Re: Journaling pointless with today's hard disks?

Stephen Satchell (satch@concentric.net)
Mon, 26 Nov 2001 21:04:03 -0800


At 09:57 AM 11/27/01 +0800, Steve Underwood wrote:
>Quite true. The drives really need to get an "oh heck, the power's about
>to die. Quick, tidy up" signal from the outside world (like down the
>ribbon). Cheap, at the limit, PSUs probably couldn't give enough notice to
>be very helpful. Server grade ones should - they can usually ride over
>brief hiccups in the power, so they should be able to give a few 10s of ms
>notice before the regulated power lines start to droop.

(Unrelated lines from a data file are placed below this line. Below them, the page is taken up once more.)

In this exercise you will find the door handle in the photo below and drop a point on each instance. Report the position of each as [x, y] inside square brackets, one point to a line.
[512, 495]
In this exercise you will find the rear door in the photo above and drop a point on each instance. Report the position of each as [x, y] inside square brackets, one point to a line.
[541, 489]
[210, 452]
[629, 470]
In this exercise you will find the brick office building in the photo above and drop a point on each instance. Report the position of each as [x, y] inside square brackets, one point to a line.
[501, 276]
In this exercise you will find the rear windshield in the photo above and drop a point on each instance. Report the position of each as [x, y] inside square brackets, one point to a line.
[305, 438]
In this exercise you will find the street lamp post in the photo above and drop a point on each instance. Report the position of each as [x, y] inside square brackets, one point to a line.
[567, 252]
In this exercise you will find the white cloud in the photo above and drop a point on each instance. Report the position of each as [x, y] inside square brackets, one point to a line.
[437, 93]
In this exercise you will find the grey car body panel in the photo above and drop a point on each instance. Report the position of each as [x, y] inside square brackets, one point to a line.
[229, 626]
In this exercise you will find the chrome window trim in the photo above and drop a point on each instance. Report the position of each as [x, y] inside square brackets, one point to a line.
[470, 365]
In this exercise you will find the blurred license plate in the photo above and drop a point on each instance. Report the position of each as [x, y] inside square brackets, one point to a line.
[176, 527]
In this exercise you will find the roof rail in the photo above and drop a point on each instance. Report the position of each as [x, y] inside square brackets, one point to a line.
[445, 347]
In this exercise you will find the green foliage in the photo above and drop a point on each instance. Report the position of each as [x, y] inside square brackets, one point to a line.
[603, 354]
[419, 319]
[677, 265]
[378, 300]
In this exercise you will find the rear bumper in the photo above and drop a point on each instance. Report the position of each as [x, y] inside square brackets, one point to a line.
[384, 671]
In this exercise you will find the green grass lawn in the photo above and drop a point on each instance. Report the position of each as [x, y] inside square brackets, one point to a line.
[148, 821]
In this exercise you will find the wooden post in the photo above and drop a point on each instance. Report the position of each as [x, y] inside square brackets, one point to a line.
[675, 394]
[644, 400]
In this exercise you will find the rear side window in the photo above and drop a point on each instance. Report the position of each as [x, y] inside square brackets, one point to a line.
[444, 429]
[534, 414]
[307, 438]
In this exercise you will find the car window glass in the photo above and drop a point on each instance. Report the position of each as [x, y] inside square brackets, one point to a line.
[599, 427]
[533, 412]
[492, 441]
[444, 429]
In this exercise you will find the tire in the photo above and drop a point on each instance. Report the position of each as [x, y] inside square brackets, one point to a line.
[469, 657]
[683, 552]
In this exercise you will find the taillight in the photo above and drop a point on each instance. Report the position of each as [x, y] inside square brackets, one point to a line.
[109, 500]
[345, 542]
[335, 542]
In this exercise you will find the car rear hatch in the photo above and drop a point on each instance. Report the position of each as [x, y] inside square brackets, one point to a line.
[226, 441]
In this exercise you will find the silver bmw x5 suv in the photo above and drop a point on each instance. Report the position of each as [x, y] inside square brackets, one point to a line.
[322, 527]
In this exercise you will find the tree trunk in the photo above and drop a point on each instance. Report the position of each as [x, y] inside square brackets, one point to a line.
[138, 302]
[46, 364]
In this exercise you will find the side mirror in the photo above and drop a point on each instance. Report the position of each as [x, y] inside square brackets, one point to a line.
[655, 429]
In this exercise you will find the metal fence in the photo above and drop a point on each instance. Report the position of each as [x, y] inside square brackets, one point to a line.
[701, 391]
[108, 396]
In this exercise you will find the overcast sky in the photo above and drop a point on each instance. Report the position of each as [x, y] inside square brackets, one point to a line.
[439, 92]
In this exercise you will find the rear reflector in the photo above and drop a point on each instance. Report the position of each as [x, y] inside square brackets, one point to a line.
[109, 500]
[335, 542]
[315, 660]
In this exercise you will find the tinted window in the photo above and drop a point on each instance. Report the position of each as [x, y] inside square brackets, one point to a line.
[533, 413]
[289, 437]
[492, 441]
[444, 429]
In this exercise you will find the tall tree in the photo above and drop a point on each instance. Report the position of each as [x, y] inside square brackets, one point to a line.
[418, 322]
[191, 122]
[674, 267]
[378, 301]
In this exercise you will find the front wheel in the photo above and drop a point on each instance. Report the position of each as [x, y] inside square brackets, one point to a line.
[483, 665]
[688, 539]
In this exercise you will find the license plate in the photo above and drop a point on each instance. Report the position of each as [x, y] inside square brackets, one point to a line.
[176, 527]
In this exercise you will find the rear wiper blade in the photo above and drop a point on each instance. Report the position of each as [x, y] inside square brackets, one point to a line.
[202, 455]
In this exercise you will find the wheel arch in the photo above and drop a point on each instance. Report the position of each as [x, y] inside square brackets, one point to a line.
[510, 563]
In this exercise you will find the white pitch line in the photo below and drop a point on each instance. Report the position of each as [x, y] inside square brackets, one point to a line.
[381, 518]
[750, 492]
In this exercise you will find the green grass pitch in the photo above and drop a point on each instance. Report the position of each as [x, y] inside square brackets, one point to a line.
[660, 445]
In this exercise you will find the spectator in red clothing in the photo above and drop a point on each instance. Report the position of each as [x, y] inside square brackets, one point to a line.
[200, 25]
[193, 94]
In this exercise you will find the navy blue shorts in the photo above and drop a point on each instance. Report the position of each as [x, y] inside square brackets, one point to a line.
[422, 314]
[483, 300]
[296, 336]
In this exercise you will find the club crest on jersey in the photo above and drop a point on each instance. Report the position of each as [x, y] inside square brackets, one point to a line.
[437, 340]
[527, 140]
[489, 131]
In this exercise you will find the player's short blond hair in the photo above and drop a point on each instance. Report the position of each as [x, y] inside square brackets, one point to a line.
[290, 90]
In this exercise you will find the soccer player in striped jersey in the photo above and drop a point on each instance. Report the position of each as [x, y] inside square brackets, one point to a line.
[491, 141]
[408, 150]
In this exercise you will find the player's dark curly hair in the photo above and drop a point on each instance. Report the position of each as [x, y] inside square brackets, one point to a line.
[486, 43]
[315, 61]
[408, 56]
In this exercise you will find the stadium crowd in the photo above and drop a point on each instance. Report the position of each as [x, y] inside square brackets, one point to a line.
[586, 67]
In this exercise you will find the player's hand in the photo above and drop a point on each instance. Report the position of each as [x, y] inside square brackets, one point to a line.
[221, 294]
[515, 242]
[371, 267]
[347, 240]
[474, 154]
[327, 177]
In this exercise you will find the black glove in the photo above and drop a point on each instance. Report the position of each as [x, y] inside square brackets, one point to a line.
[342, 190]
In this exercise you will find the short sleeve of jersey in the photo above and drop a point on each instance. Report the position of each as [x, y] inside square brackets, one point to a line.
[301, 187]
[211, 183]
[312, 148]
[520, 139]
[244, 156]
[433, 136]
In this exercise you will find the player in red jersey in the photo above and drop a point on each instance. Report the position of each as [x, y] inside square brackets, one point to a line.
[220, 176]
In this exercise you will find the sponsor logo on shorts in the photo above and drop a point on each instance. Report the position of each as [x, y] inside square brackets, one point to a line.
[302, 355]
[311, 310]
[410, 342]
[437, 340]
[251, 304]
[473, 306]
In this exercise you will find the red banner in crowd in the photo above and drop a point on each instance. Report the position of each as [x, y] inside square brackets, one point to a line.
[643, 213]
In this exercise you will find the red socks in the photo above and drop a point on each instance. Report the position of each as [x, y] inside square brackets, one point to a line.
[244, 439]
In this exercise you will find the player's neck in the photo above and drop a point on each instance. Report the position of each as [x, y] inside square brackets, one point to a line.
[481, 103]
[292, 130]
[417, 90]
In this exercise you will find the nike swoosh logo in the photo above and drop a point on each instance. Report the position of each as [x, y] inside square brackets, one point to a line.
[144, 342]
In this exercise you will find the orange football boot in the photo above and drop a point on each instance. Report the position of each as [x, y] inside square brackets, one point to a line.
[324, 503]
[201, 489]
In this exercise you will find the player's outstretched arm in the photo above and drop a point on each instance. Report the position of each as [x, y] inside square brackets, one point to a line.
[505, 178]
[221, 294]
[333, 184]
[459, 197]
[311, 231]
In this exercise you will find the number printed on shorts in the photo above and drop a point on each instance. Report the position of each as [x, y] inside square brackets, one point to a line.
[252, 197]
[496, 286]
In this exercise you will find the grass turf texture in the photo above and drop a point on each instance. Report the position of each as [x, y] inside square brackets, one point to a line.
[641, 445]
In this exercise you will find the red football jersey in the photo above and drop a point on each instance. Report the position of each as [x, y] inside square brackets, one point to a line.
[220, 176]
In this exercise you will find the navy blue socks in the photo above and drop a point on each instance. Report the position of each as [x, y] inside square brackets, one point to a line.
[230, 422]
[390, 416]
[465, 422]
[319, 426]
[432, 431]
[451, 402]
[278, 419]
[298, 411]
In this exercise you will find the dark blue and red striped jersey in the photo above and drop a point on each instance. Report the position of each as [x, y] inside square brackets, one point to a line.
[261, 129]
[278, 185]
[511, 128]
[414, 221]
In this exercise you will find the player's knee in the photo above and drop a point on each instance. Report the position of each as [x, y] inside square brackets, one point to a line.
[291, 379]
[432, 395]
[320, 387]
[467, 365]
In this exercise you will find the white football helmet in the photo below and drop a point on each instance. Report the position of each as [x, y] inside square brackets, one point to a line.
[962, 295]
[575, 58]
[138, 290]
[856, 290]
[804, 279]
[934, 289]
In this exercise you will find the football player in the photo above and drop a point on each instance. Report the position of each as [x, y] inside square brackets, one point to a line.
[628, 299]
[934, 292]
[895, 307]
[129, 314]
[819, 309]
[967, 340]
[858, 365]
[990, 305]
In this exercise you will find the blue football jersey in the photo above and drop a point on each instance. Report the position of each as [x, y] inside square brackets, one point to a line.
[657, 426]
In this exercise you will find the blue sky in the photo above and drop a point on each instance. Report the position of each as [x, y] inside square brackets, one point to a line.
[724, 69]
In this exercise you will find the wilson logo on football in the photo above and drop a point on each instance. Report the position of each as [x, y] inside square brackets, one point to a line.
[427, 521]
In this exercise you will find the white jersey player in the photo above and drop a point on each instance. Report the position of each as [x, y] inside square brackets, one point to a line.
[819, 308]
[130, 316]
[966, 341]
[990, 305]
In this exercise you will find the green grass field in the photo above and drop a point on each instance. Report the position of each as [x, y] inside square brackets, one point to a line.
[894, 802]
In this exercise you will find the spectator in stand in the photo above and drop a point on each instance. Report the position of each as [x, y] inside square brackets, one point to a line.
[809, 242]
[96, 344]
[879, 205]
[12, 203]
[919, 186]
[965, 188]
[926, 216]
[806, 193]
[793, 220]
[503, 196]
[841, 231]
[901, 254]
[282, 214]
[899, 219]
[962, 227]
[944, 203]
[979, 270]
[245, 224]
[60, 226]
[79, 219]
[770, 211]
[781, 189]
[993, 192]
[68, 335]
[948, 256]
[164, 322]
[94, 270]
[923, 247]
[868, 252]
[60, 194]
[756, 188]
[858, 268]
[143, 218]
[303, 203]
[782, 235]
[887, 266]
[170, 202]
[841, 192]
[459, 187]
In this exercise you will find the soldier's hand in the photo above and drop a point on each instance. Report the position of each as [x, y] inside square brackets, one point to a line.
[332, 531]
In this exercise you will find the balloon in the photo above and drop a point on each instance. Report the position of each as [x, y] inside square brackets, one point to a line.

Perhaps the ATA
>command set should include such a feature, so the OS could take
>instruction from the hardware on the power situation, and tell the drives
>what to do.

Looking at the various interface specifications, both SCSI and ATA have the
ability to signal to the drive that the power is going, and do it in such a
way that the drive would have at least 10 milliseconds from the time the
hardware signal is received by the drive before +5 and +12 go out of
specification.

This time is based on the specifications for ATX power supplies, as I
assume most modern boxes that are used for production applications would be
using an ATX power supply or similar. Lest you think this lets older
systems off the hook, the 1981 IBM PC Technical Reference describes (in
looser language) a similar requirement.

The question remains whether (1) modern motherboards and SCSI controllers
pass through the POWER-OK signal to the RESET- line (IDE/ATA) and RSET
(SCSI), and (2) the hard drives respond intelligently to power-failure
indications.

Telling the difference between a bus-reset event and a panic reset would be
easy: if the reset signal is asserted for more than a millisecond or two
(such as when the POWER-OK signal from the power supply goes away) then the
box is in a power panic situation. Preventing spurious power panics is the
responsibility of the power supply designer, particularly if the supply
uses a large energy-storage capacitor designed to let the system ride out
power-switching events without hiccup.

Suggestion to the people contributing to ATA-7: write some language that
talks specifically about power-failure scenarios, and define a power-crisis
state based on the signals available to the drives from ATA interfaces to
determine that a power-crisis event has occurred. If the committee would
sit still for it, make it a separate section that appears in the table of
contents.

Suggestion to the people contributing to SCSI standards: ditto.